(MENAFN- Asia Times) With a few benchmarks for Chinese Stocks up 20% from January lows, a debate is raging between the bulls and bears.
The bulls are betting that Beijing's rescue efforts so far have been enough to establish a market bottom - and that buying opportunities abound. The bears see more of a“dead cat bounce” after a US$7 trillion rout and continued signs China's economic cracks are deepening.
Who's right? That depends on what President Xi Jinping and Premier Li Qiang do next.
To be sure, the surge in share prices – including for the Hang Seng Tech index – suggests investors have moved past the panic phase and are now digesting Beijing's apparent game plan.
That involves highly targeted rather than broad-based stimulus and a greater emphasis on longer-term reforms to increase the role of high-tech and other high-value-added sectors to raise China's broad economic game.
But this tentative rally also means Xi and Li are on the clock with global investors as never before.
On the clock: Li Qiang and Xi Jinping in a file photo. Image: Twitter / Screengrab
To sustain the new buying, Communist Party leaders need to accelerate efforts to end the property crisis, stabilize local government finances and strengthen China's capital markets.
This month's National People's Congress and“Two Sessions” meetings made for an uncomfortable split-screen for Xi's team.
On one screen, Beijing took a big swing for the future with plans to unleash“new productive forces” to create a more stable and productive economy.
On the other were reminders that past policy missteps are catching up with the economy, seen in frantic efforts to prevent yet another huge property developer - China Vanke - from going bust.

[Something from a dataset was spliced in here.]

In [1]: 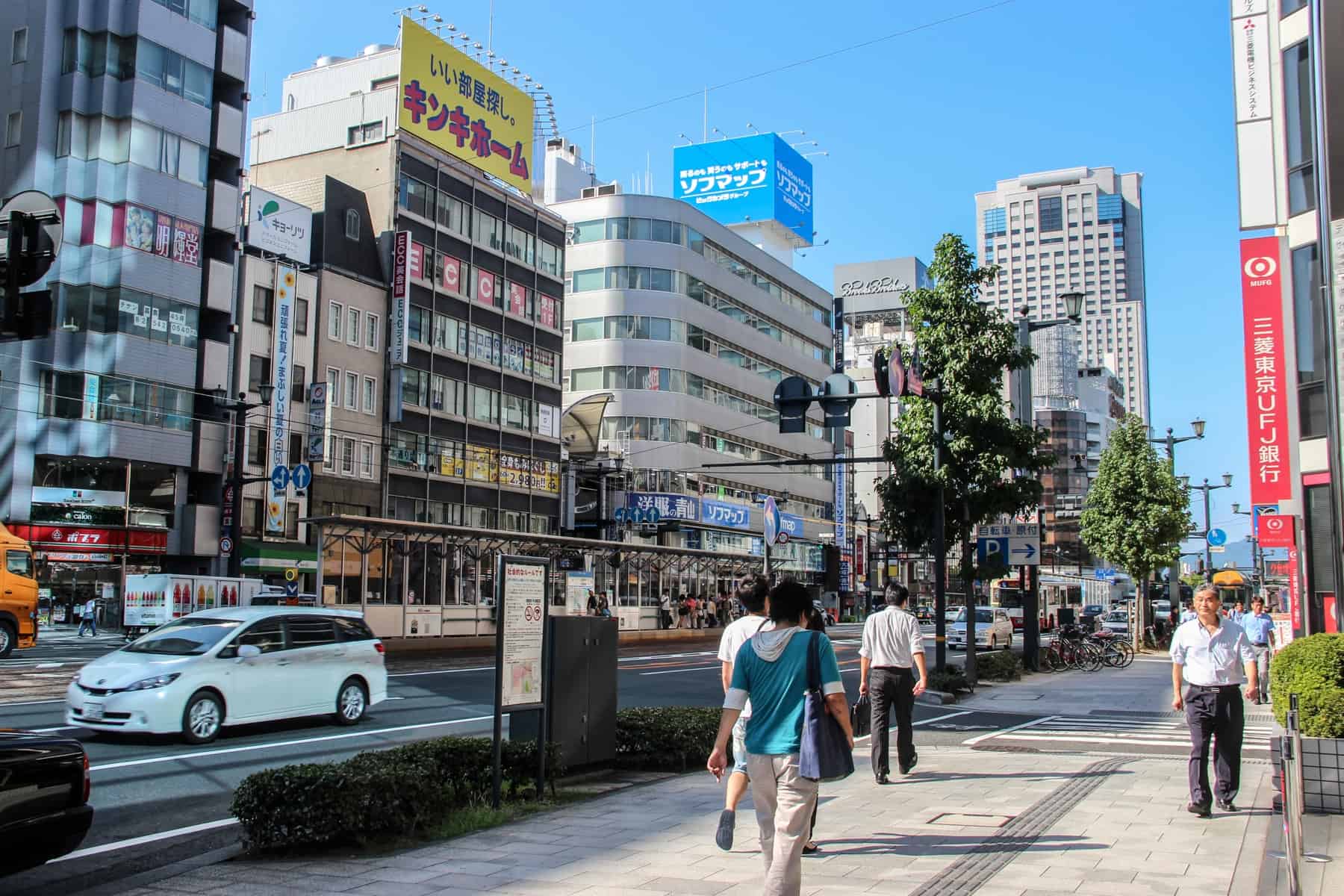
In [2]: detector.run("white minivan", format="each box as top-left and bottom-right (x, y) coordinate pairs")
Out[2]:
(66, 607), (387, 744)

Moves since January to reassure global investors appear to be gaining certain traction. These include the People's Bank of China channeling targeted liquidity to distressed sectors and stock buying by the“national team” of state-run funds.
“We see China's stock turnover likely growing further, especially if stimulus policies out of the annual gathering of the National People's Congress meet market expectations,” says Jonathan Fortun, an economist at the Institute of International Finance.
“We see the scarring effect from the pandemic starting to ease in the Chinese equity market, with important real estate reforms taking form and significant state-led buying,” he added.
Zhu Liang, investment director of AllianceBernstein Fund Management, points out that mainland stocks, particularly A-shares, are highly attractive in terms of valuation.
It's quite an about-face from January when Chinese stocks were among the globe's worst-performing asset classes. Since then, cuts in reserve ratio requirements for banks and other moves to increase liquidity have slowly but surely lured global capital back China's way.
Yet the deflation narrative is one that Xi, Li and PBOC Governor Pan Gongsheng have yet to tackle to the satisfaction of many investors.
“Further policy efforts are essential to foster and consolidate the price momentum,” says Citigroup economist Xinyu Ji.